Mod_python is dead, long live mod_wsgi
I recently deployed a Django 1.0.2 site using mod_python. Turns out this was a mistake. I should have used mod_wsgi. Mod_python is no longer under development. See Django ticket about recommending mod_wsgi.
[Corrected: wrong link]
February 10th, 2009 at 5:57 pm
It is not quite true to say mod_python is dead yet, just in stasis.
Certainly though, at this point in time it can be argued though that mod_wsgi is a better option.
It should be said though that many problems people have had with mod_python were actually because their Apache settings weren’t tuned properly. Thus it has got a bad rap when it didn’t necessarily deserve it. Use mod_wsgi embedded mode and don’t configure Apache properly and you can suffer some of the same problems mod_python can when hosting large fat persistent Python web applications.
February 10th, 2009 at 6:18 pm
I should say that my comments are very provisional as I have only just deployed a development server with mod_python (although the system is similar to the eventual production environment, including the fact that it hosts other sites and I can’t just change things willy-nilly as root). And I have not used mod_wsgi at all. I think that a lot of my struggles had to do with being not-so-good at system administration. And I don’t think that the website will be high-load enough for performance to matter.
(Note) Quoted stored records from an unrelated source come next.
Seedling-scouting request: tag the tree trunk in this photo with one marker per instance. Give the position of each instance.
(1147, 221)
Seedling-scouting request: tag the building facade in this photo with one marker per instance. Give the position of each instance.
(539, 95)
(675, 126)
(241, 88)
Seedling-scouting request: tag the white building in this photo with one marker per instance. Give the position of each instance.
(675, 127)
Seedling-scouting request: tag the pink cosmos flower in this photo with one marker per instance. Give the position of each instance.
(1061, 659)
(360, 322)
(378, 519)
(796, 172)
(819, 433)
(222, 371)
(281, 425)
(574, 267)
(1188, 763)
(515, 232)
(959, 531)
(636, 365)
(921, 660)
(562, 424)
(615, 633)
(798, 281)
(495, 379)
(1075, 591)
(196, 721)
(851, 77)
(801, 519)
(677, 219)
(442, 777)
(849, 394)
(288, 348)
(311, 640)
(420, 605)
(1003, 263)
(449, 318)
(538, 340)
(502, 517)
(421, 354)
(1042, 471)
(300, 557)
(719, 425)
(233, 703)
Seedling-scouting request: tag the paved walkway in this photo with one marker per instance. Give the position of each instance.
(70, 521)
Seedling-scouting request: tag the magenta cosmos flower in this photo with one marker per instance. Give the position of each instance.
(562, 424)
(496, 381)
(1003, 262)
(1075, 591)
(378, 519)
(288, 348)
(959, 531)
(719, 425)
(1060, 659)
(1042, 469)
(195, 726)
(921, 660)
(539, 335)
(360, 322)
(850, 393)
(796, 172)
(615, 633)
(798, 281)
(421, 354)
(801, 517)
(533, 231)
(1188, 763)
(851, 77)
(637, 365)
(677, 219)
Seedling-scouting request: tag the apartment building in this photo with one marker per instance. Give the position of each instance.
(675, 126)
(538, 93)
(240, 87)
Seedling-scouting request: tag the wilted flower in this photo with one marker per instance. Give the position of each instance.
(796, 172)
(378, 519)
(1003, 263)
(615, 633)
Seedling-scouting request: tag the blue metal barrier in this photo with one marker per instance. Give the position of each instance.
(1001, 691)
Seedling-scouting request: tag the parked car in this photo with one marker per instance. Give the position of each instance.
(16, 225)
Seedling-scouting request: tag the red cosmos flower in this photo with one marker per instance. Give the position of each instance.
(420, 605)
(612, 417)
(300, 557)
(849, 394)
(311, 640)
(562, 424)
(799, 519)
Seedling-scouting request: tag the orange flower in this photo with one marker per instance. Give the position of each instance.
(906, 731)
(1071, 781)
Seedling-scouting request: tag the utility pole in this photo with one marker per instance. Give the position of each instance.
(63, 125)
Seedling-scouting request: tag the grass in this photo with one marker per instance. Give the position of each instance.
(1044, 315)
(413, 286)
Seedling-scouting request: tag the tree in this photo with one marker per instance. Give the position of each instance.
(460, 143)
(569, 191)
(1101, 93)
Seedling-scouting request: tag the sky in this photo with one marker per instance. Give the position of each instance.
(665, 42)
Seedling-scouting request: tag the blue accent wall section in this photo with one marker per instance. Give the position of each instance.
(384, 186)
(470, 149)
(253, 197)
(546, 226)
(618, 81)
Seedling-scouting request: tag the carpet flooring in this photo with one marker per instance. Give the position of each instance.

The point of my post was to point out that the official Django documentation is behind the timess, by the fact that it does not even mention mod_wsgi as of today. If mod_wsgi had been presented alongside mod_python in the official Django documentation, as Alex proposes, then I would have researched the issue and probably pushed for mod_wsgi.
From what I have been reading, it sounds like it would even be reasonable for the official Django documentation to recommend mod_wsgi over mod_python.
March 6th, 2010 at 2:34 pm
Thanks for the article. I am new at django and this is a big help.